Publie le Mercredi 10/08/2016 Retour

La 3ème chambre civile de la Cour de cassation, dans un arrêt du 21 janvier 2016 (n° 15-10.566) a jugé que les clauses du cahier des charges du lotissement y compris les règles d’urbanisme, conservaient tous leurs effets dans les rapports entre colotis, quelle que soit la date du cahier des charges.

 

Le litige opposait deux colotis à propos d'une stipulation dans le cahier des charges d'un lotissement datant du 19 août 1926, limitant la surface constructible à 250 m² et ne pouvant dépasser le quart de la surface totale du terrain. Le coloti bénéficiaire d’un permis de construire a procédé à la construction du bâtiment autorisé. Le coloti voisin a demandé la démolition de la construction en se fondant sur le fait que le permis de construire ne respectait pas la clause du cahier des charges. De son côté, le pétitionnaire invoquait la caducité de la disposition au regard de l'article L442-9 alinéa 1er du Code de l'urbanisme (version alors en vigueur à l’époque des faits).

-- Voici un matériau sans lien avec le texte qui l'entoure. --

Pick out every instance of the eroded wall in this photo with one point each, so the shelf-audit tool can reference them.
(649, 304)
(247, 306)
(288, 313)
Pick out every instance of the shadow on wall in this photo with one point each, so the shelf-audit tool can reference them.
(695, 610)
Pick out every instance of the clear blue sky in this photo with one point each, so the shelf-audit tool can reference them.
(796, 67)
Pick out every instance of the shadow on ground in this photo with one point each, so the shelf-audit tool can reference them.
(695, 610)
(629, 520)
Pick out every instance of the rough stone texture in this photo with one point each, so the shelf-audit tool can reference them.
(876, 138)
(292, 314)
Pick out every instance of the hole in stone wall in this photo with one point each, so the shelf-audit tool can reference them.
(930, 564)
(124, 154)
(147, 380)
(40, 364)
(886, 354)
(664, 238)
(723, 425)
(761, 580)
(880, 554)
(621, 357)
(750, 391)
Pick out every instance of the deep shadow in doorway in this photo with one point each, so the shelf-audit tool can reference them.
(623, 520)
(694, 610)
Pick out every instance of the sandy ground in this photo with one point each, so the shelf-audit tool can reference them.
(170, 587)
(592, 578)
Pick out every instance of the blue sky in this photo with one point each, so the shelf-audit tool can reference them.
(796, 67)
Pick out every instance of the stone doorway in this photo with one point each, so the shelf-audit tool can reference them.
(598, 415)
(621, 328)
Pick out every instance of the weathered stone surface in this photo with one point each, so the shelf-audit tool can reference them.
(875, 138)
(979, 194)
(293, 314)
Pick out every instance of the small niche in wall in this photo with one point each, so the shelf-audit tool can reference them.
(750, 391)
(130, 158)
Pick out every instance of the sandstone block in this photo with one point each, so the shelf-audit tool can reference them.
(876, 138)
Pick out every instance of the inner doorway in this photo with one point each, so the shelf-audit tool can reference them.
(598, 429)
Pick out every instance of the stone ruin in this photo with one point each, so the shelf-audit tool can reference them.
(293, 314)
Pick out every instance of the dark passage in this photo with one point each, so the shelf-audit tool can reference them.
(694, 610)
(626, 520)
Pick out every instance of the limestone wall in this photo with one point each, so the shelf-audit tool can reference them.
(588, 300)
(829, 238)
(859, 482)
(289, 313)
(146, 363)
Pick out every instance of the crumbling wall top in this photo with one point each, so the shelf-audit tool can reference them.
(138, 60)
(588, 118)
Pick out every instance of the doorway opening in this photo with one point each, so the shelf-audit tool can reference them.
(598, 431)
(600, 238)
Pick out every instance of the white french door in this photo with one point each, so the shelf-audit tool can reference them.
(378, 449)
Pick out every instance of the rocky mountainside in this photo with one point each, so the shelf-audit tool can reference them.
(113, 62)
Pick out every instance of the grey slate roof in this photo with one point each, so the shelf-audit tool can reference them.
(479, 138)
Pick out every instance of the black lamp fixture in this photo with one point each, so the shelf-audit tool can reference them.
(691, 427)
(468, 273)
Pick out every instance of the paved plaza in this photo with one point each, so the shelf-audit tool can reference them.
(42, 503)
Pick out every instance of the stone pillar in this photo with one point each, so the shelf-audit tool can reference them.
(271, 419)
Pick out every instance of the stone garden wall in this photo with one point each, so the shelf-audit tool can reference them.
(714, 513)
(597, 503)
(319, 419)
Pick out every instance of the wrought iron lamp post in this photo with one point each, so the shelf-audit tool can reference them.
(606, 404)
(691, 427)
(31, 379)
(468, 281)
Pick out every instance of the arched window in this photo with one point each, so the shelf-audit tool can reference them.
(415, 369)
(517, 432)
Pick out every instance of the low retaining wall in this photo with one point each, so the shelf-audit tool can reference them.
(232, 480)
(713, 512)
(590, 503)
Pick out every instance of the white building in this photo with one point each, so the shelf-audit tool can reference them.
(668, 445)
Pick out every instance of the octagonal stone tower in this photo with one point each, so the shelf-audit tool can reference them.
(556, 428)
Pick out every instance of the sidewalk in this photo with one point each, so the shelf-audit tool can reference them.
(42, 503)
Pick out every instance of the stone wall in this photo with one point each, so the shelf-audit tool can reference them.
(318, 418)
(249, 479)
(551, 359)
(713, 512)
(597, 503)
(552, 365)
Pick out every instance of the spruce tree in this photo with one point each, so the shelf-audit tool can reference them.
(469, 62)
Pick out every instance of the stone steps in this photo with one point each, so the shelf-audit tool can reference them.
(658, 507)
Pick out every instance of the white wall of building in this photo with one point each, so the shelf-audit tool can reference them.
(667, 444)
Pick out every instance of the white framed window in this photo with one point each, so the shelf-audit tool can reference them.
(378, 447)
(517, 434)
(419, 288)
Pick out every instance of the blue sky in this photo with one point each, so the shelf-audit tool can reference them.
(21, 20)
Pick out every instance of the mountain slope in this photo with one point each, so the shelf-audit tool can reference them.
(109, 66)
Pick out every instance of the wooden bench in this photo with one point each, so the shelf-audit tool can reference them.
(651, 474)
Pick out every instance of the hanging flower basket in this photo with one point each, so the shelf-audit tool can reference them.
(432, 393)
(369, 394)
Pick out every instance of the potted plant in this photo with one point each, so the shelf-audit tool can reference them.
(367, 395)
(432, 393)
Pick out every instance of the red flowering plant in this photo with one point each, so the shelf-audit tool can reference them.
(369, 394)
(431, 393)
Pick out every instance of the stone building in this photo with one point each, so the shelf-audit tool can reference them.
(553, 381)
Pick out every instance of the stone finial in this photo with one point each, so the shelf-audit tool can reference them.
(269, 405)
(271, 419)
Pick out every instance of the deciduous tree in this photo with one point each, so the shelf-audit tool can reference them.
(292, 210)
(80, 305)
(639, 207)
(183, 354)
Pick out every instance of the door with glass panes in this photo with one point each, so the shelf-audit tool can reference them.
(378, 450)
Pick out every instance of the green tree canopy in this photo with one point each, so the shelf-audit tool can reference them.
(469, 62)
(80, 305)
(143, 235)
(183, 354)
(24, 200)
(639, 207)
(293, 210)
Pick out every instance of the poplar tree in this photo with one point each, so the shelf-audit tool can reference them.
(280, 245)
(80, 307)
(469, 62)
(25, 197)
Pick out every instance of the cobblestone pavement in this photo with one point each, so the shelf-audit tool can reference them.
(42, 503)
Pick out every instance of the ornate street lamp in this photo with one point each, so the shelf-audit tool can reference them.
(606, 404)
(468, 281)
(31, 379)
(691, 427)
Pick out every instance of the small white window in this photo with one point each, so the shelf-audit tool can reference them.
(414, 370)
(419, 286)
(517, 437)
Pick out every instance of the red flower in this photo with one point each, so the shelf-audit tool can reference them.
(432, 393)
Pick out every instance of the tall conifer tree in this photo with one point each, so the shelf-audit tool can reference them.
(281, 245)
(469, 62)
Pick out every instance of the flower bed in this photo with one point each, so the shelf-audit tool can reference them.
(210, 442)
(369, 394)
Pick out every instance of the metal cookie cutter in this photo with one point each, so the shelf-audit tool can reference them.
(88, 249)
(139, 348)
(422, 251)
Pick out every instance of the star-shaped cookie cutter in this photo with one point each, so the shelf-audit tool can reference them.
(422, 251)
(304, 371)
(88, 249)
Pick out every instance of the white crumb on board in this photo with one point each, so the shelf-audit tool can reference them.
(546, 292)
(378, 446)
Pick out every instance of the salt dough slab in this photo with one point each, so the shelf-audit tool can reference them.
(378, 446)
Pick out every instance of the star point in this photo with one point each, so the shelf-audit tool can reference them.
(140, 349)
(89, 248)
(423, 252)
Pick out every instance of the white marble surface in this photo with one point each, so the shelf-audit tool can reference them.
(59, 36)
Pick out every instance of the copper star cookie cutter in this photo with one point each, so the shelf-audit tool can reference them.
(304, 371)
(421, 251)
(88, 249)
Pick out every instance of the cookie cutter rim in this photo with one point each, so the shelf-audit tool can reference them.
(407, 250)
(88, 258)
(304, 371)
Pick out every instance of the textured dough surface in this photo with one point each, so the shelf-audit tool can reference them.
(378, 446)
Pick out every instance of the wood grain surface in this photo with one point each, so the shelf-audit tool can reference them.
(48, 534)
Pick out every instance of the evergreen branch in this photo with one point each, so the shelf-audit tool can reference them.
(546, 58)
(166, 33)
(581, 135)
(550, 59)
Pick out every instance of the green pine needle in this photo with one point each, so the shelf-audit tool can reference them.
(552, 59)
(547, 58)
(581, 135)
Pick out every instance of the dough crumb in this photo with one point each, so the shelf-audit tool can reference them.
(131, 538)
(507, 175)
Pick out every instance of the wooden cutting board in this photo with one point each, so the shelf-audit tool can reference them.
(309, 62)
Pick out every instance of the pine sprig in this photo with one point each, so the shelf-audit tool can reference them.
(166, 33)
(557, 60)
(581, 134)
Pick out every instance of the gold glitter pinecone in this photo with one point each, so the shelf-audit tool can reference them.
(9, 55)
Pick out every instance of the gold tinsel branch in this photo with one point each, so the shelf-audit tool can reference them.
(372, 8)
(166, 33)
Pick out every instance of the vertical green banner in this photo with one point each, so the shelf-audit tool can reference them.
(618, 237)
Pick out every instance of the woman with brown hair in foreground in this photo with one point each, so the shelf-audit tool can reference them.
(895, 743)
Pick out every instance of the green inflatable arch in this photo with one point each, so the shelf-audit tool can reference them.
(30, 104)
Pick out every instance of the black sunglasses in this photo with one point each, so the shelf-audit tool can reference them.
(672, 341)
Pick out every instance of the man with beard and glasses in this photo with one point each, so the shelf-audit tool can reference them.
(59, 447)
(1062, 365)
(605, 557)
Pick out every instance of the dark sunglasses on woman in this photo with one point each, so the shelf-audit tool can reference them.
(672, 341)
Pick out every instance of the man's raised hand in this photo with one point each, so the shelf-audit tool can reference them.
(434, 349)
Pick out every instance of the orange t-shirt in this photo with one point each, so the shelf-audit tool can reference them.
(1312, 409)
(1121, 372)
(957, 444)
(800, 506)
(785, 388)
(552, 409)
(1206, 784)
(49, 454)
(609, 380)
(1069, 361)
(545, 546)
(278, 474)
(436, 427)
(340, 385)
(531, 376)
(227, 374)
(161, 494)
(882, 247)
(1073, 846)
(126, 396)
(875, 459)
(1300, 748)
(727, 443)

Néanmoins, l’alinéa 3 du même article, disposait au contraire que les droits et obligations définis dans le cahier des charges entre colotis n'étaient pas remises en cause par les dispositions de l’alinéa 1er.

 

La question se posait alors de savoir quelle était la portée de la caducité des règles d'urbanisme contenues dans le cahier des charges au regard des droits et obligations régissant les rapports entre colotis et définis dans le cahier des charges du lotissement?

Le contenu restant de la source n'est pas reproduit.